In this example, we are opening a named PDF file arquivo.pdf and using the read_pdf() library method pandas to create an object pandas.DataFrame from the file contents. Next, we are converting this DataFrame to an Excel file using to_excel() the openpyxl. Finally, we are saving it to disk with the name arquivo.xlsx.

The method read_pdf() accepts several options, such skip_rows, which can be used to customize the reading of the PDF file. Thus, The method to_excel() accepts several options, such as sheet_name and index, which are used to customize the writing of the Excel file.

Therefore, it is important to remember that the quality of the conversion may vary depending on the content of the PDF file and the configuration of the reading and writing options.

Working with attachments in a PDF file in Python

To work with attachments in a PDF file using Python and add an attachment to a PDF file using PyPDF2, let’s follow the following steps:

Install a library PyPDF2 using the command pip install PyPDF2.
Import a library PyPDF2 in to Python code.
Open the PDF file using the PdfFileReader library function PyPDF2.
Add the attachment using the addAttachmentobject function PdfFileReader.
Save the updated PDF file using the write object function PdfFileReader.

Here is a code example that adds an attachment to a PDF file using PyPDF2:

import PyPDF2

# Open the PDF file
with open('document.pdf', 'rb') as f:
    pdf = PyPDF2.PdfFileReader(f)

# Add the attachment
pdf.addAttachment('path/to/attachment.txt', 'text/plain')

# Save the updated PDF file
with open('document_with_attachment.pdf', 'wb') as f:
    pdf.write(f)

This code opens the PDF file document.pdf, adds an attachment named attachment.txtwith the content type text/plain, and saves the updated PDF file as document_with_attachment.pdf.

In this sense, we use the function addAttachment to add attachments in other formats, such as images, audios and videos.
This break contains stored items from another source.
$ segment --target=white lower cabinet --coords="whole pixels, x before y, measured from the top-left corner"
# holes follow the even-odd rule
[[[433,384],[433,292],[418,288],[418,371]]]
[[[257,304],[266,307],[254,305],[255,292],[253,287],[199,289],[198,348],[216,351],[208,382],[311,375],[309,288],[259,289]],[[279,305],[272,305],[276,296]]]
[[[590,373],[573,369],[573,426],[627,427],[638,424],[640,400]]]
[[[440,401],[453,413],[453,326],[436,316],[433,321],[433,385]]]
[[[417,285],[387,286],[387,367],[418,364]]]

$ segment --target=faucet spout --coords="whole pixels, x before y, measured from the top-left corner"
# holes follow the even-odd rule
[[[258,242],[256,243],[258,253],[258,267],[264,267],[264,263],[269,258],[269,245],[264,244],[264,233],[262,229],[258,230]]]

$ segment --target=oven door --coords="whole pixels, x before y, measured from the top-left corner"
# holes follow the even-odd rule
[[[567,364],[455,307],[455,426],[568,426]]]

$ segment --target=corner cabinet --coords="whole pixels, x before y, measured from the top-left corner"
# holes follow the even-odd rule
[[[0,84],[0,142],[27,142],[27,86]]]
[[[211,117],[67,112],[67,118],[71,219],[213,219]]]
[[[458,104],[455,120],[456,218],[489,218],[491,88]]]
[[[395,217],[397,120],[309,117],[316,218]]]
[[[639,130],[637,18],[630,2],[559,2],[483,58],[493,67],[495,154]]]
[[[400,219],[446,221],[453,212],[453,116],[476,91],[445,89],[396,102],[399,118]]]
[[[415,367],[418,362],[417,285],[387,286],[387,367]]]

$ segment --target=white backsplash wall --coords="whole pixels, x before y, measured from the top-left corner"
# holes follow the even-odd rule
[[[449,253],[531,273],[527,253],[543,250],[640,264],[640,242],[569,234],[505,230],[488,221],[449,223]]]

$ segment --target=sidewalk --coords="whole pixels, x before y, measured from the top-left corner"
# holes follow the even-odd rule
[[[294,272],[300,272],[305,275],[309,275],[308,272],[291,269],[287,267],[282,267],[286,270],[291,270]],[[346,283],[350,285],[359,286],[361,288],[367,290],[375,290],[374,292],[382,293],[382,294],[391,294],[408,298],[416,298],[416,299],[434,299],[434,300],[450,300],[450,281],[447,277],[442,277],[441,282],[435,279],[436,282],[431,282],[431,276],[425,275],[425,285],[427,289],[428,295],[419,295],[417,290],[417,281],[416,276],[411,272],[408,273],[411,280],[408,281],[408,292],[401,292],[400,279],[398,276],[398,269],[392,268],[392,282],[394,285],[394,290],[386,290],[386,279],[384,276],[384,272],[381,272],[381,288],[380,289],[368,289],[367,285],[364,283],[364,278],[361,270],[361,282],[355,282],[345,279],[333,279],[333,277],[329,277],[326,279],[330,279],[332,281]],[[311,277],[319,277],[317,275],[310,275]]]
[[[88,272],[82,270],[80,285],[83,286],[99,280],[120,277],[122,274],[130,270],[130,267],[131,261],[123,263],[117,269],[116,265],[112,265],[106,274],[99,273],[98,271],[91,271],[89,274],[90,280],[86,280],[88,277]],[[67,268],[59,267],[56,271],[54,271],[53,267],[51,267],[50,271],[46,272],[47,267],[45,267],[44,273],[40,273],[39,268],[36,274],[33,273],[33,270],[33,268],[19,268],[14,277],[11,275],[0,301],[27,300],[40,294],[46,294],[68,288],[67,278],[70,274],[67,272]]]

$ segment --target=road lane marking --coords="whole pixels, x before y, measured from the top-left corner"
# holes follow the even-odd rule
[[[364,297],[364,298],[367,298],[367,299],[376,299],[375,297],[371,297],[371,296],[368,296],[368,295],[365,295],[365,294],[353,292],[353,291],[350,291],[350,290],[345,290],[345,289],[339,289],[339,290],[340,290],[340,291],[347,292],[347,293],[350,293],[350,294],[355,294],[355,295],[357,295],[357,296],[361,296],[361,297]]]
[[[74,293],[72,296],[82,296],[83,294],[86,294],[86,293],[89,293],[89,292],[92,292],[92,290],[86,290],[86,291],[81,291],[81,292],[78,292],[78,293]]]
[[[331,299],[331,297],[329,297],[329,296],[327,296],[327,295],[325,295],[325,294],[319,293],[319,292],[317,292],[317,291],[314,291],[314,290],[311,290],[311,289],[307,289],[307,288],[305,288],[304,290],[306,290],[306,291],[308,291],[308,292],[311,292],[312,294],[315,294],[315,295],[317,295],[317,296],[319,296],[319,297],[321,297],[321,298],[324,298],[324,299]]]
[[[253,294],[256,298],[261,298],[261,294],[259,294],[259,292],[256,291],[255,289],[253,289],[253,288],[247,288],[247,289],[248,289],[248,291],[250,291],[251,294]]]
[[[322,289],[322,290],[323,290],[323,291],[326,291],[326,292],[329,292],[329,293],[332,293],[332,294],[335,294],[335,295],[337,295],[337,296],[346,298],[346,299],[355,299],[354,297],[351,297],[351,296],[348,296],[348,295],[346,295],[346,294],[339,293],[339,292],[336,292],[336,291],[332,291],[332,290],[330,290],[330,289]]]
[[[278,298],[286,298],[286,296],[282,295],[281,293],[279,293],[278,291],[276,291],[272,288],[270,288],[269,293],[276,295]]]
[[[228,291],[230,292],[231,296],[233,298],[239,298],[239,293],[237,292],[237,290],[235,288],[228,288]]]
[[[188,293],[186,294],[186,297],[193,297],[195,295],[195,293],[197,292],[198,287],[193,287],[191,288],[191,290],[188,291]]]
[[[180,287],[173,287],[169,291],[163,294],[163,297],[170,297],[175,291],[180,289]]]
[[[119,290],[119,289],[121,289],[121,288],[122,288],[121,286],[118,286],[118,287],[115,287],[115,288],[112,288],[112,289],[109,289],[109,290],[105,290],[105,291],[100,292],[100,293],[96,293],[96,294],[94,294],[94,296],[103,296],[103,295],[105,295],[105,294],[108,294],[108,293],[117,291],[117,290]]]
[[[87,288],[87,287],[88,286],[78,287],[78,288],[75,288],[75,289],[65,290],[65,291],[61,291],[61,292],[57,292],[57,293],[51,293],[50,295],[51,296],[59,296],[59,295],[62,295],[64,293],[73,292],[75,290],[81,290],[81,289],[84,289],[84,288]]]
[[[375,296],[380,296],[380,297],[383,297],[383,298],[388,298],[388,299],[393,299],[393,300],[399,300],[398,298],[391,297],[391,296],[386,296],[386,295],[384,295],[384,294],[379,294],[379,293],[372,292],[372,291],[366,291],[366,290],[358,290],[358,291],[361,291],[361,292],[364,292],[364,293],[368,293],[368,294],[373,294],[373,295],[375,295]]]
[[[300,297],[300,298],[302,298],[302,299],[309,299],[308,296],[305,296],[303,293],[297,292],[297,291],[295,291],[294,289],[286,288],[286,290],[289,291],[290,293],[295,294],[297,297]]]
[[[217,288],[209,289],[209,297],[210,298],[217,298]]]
To read an attachment from a PDF file using PyPDF2, we use the getAttachmentobject function PdfFileReader. Thus, this function returns a tuple containing the attachment name and the attachment content.

Here is an example of code that reads an attachment from a PDF file using PyPDF2:

import PyPDF2

# Open the PDF file
with open('document_with_attachment.pdf', 'rb') as f:
    pdf = PyPDF2.PdfFileReader(f)

# Read the attachment
attachment = pdf.getAttachment('attachment.txt')

# Print attachment content
print(attachment[1])

So, this code opens the PDF file document_with_attachment.pdf, searches for the called attachment attachment.txtand prints the contents of the attachment.

Share the Post:

Schenia T

Data scientist, passionate about technology tools and games. Undergraduate student in Statistics at UFPB. Her hobby is binge-watching series, enjoying good music working or cooking, going to the movies and learning new things!